Minibüsle araziden geçerken birden silah sesi duyduklarını belirten Ecer, şunları söyledi:
Araba arazide giderken birden silah sesi duyduk. Önce şoför mahalline doğru ateş açıldı ve şoför öldü. Ardından da minibüsü çapraz ateşe tuttular. Açılan ilk ateşte kapıya yakın olduğum için kapıyı açıp kendimi dışarı attım. İlk ateşte ayağımdan yaralanmıştım ve dışarı kendimi atarak saklandım. Ateş edenler yaklaşık yarım saat süreyle minibüsü taradılar. Daha sonra minibüsün yanına geldiler ve kapıyı açarak yaşayan olup olmadığına baktılar. Ardından da yeniden taradılar ve aracın içine bir el bombası attılar.”
Katliam Meclis’te
Olayla ilgili şüphelerin artması üzerine olayı meclis gündemine taşıyan DTP Şırnak Milletvekili Hasip Kaplan, Meclis Başkanlığı’na sunduğu yazılı soru önergesi ile Şırnak’ın Beytüşebap İlçesi’nde meydana gelen ve 12 kişinin ölümüne yol açan saldırının aydınlatılmasını istedi.

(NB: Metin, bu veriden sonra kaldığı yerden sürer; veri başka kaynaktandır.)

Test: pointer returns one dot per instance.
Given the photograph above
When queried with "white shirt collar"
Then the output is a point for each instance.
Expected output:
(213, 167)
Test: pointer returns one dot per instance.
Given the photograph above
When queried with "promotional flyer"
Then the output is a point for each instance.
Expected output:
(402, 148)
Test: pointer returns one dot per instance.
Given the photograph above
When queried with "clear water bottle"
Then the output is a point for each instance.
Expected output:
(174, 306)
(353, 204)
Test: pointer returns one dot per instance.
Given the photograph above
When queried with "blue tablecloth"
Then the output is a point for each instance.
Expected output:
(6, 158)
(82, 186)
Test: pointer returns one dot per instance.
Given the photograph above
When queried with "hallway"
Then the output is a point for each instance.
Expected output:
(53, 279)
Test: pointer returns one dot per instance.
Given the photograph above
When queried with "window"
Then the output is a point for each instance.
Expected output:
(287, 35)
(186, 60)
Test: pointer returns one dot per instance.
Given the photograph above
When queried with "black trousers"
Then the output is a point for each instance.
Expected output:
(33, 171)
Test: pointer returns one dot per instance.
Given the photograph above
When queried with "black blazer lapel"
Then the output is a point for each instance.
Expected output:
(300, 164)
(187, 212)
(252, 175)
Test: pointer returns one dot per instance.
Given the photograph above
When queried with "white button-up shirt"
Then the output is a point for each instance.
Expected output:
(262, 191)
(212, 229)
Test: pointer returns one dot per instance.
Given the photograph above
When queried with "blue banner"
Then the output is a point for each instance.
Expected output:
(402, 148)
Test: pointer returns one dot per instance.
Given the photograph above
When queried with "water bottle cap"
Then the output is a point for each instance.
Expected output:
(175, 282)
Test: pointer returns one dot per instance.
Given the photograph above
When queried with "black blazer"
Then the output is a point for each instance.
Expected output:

DTP Şırnak Milletvekili Hasip Kaplan tarafından İçişleri Bakanı Beşir Atalay’ın yanıtlaması istemiyle verdiği soru önergesinde, şunlara yer verdi:
* Beytüşebap İlçesi Beşağaç Köyü’nde meydana gelen olayın henüz failleri kim oldukları belirlenmeden resmi makamlarca kamuoyuna yapılan açıklamaların dayanağı nedir? Daha önce 1994 yıllında Güçlükonak İlçesi’nde benzer şekilde yapılan bir saldırının faillerinin karanlık suç çeteleri olduğu ortaya çıktığına göre, resmi makamların daha dikkatli olması gerekmiyor mu?
* Alınan bazı duyumlara göre, olay bölgesinde iki beyaz minibüs içinde sayıları tahmini olarak 25 kadar olan sivil giyimli kişilerin gezdiği, yanlarında mataraların olduğu, muhtemelen resmi görevli oldukları söylenmektedir. Güvenlik görevlileri bu tür arazi çalışmaları yapmakta mıdır? Olayın yaşandığı saat 17.00 sıralarında yurttaşlarımıza ateş açanlardan ikisinin maskeli olduğu söylentileri doğru mudur? Olay duyulduktan sonra sarp coğrafyada ateş açanların kısa bir sürede uzaklaşması ihtimali olmadığına göre güvenlik güçleri bu konuda ne yapmıştır?
* Hakkari-Şırnak ve Siirt illerinin güvenlik bölgesi ilan edildiği ve bölgede yüz bini aşkın askerin bulunduğu olay yerinde on binlerce askerin operasyon yaptığı dikkate alınacak olursa; yaşamını yitiren yurttaşlarımızın yol ve can güvenliğinin sağlanmamasında, neden güvenlik önlemi alınmamıştır. Korunmaları doğrultusunda bir güvenlik ihmali ve zaafı var mıdır? Sivil yurttaşlarımızın güvenliğinin ihalesine son verilmesi ve koruculuğun kaldırılması sosyal hak ve güvencelerinin sağlanması konusunda bir çalışma düşünülüyor mu?